The United States doubled its bounty on Venezuelan President Nicolas Maduro — who faces federal drug trafficking charges — to $50 million on Thursday, a move Caracas described as “pathetic” and “ridiculous”.
Washington, which does not recognize Maduro’s past two election victories, accuses the South American country’s leader of leading a cocaine trafficking gang.
“Today, the Department of Justice and State Department are announcing a historic $50 million reward for information leading to the arrest of Nicolas Maduro,” Attorney General Pam Bondi said in a video on social media.
“He is one of the largest narco-traffickers in the world and a threat to our national security.”
The previous bounty was set in January at $25 million.
Venezuelan Foreign Minister Yvan Gil said Bondi’s “pathetic” bounty was “the most ridiculous smokescreen we have ever seen.”
“The dignity of our homeland is not for sale. We reject this crude political propaganda operation,” Gil said on Telegram.
In 2020, during President Donald Trump’s first term in office, Maduro and other high-ranking Venezuelan officials were indicted in federal court in New York on several charges including participating in a “narco-terrorism” conspiracy.
‘Cartel of the Suns’
Relations between Washington and Caracas have been deteriorating for years.

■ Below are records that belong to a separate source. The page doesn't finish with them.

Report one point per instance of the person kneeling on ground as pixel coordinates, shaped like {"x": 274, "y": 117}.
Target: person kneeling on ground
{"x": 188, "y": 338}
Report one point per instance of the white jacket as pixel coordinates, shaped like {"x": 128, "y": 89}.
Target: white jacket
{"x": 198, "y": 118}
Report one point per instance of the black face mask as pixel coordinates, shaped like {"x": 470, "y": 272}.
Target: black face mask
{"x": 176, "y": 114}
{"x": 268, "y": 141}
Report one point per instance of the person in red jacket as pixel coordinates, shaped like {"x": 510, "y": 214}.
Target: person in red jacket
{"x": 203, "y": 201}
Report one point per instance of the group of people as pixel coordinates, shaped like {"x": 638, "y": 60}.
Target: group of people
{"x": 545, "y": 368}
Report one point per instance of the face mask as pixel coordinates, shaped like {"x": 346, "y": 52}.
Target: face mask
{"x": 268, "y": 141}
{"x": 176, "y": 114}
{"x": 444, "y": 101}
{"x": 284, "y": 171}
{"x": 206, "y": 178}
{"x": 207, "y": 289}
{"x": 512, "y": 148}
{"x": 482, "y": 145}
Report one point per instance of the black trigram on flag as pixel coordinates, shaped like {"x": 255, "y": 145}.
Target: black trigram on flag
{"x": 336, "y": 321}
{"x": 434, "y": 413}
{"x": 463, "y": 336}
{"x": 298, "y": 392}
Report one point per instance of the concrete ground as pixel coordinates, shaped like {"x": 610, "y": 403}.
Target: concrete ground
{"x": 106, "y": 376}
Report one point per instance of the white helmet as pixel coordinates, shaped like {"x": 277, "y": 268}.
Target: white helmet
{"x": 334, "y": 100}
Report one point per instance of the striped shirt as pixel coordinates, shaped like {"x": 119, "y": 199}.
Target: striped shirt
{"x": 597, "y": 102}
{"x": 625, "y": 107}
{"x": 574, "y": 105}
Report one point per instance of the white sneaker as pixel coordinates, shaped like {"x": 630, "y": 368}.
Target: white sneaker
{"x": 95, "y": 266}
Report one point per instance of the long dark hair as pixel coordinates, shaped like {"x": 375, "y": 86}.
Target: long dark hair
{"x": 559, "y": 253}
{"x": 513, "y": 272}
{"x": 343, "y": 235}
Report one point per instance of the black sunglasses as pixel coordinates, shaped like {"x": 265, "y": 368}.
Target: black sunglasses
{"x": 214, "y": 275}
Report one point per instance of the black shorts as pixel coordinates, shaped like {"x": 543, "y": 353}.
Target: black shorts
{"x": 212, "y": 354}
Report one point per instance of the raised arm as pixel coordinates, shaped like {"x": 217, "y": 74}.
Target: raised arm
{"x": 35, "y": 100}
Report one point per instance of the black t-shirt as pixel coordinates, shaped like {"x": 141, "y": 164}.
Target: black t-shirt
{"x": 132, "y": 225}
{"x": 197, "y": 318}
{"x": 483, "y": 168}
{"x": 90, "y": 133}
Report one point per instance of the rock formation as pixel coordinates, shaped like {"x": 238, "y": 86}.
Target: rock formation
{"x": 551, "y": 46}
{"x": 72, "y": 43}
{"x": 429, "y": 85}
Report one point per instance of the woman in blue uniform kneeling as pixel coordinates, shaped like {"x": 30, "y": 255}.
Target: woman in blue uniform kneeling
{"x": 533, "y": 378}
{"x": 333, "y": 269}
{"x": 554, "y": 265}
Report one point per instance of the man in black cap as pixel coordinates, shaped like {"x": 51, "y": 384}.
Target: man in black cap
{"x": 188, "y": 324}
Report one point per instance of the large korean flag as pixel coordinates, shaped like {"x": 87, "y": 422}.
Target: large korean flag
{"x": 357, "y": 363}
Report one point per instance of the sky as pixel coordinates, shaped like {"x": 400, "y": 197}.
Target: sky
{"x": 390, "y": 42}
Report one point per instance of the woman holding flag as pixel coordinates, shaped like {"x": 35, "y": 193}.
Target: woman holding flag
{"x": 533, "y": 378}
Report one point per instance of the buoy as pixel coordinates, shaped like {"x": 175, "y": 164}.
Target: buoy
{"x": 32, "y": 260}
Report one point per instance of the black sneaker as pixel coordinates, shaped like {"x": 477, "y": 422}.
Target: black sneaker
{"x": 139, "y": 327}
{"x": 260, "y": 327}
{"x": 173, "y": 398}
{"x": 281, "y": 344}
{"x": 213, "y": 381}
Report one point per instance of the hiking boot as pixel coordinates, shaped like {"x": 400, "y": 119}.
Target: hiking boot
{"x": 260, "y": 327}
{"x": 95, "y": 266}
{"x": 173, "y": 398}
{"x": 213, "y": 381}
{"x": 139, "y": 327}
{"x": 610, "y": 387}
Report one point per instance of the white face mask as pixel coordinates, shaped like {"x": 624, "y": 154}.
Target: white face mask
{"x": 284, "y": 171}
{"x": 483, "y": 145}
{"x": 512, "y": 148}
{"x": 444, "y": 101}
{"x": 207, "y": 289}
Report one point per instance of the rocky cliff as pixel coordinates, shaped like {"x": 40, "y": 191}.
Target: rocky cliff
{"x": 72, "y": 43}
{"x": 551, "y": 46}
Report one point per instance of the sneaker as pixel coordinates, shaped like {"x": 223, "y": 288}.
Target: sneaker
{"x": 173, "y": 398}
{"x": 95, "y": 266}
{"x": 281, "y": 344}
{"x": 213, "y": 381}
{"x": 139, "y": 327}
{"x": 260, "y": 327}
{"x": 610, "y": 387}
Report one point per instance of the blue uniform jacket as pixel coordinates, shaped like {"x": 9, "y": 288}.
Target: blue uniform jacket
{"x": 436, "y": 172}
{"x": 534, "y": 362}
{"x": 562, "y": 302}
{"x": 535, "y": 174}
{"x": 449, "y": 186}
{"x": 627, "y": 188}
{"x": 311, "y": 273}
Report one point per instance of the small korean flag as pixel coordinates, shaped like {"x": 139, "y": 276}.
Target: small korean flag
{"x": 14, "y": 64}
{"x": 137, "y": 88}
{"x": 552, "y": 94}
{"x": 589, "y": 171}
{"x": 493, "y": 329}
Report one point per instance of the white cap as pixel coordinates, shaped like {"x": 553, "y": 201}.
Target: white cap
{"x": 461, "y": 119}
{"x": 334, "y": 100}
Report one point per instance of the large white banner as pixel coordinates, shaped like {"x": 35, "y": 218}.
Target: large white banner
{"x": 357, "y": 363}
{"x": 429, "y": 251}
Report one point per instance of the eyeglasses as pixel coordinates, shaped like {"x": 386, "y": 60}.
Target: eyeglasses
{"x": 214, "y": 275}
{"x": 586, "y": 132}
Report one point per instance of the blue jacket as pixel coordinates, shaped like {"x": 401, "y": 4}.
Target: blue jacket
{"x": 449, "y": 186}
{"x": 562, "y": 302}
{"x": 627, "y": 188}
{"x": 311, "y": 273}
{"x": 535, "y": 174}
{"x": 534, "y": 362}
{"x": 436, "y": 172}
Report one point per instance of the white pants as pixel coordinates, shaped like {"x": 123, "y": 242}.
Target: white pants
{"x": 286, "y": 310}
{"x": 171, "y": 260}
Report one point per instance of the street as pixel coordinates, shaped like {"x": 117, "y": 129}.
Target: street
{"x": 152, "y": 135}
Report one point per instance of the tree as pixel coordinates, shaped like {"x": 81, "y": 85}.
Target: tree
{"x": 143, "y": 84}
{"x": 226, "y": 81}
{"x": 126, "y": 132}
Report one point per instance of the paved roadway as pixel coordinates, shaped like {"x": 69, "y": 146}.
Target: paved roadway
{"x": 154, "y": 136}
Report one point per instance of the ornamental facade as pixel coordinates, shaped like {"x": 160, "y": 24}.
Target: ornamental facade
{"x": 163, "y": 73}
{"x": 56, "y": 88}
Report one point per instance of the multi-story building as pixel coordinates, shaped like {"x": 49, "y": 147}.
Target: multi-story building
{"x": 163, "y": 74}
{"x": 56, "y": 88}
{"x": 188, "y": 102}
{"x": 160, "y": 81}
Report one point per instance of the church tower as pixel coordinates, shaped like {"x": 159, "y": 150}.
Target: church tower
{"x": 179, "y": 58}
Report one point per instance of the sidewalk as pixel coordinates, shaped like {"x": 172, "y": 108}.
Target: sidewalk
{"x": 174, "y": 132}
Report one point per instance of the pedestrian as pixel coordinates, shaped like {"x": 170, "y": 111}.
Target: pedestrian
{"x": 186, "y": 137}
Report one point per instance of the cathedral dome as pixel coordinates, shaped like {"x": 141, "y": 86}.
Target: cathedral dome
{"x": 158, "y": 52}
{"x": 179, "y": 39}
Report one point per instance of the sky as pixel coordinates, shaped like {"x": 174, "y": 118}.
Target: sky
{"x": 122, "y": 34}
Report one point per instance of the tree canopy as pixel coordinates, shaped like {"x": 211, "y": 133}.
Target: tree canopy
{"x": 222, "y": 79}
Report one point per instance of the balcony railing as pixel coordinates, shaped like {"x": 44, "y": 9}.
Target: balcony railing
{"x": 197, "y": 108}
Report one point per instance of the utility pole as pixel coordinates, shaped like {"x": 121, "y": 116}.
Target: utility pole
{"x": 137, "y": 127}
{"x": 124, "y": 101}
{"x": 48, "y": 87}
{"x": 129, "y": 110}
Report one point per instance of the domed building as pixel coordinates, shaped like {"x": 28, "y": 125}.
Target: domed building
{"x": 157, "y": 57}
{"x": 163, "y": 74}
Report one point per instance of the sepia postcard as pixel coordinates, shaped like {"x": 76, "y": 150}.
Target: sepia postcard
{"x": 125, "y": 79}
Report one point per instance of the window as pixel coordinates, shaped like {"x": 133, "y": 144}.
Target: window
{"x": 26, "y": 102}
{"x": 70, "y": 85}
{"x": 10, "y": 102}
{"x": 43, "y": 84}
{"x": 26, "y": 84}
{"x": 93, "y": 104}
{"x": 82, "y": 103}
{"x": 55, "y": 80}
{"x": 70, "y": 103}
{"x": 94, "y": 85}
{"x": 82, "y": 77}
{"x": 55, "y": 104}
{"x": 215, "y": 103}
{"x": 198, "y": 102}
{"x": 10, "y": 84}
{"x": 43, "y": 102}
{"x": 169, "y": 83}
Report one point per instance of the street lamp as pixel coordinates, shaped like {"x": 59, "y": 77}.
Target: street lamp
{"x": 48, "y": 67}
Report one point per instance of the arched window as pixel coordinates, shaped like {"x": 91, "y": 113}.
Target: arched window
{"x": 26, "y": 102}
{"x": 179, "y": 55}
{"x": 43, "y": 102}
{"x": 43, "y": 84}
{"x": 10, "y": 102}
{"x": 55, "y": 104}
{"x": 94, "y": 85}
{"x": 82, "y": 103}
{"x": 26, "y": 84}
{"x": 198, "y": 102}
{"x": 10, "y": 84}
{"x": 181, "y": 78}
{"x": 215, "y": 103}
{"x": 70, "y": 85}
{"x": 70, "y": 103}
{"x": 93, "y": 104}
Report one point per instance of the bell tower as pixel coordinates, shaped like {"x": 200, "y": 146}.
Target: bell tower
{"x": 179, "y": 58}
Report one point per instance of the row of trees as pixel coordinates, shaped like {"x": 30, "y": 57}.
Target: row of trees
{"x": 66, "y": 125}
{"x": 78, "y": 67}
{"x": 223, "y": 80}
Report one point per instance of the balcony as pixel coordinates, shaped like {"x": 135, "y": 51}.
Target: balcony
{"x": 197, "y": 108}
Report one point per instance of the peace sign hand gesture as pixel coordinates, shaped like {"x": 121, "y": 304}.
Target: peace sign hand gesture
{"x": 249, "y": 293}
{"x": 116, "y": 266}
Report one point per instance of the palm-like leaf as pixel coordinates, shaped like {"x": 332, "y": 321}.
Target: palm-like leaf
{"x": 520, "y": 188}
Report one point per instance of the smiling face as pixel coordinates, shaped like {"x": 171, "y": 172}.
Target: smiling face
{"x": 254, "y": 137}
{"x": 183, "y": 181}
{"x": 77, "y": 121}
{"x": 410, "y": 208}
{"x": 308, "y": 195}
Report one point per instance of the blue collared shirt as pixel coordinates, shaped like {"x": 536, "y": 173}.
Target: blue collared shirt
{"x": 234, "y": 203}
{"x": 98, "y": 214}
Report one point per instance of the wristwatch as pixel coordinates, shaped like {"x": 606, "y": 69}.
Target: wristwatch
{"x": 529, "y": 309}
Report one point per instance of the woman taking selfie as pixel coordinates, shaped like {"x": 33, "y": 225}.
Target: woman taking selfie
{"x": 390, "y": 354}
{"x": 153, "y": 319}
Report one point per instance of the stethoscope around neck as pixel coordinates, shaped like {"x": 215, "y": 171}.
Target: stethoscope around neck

The US government has not recognized Maduro, who first took office in 2013, as the duly elected president of Venezuela since what the State Department has called a “deeply flawed 2018 presidential election.”
“In the July 28, 2024 Venezuelan presidential election, Maduro fraudulently declared himself the victor despite evidence to the contrary,” the State Department said in an announcement of the earlier bounty in January.
“The United States joined many other countries in refusing to recognize Maduro as the legitimate winner of the July 2024 presidential election.”
Washington has placed an array of economic sanctions on Maduro’s government.
For its part, Maduro’s government has long denounced US interference in Venezuela.
On Thursday, Interior Minister Diosdado Cabello announced that security services had thwarted a bomb attack in a commercial area of the capital Caracas.
As Venezuelan authorities often do in such cases, Cabello accused the US and the Venezuelan opposition of instigating the thwarted attack.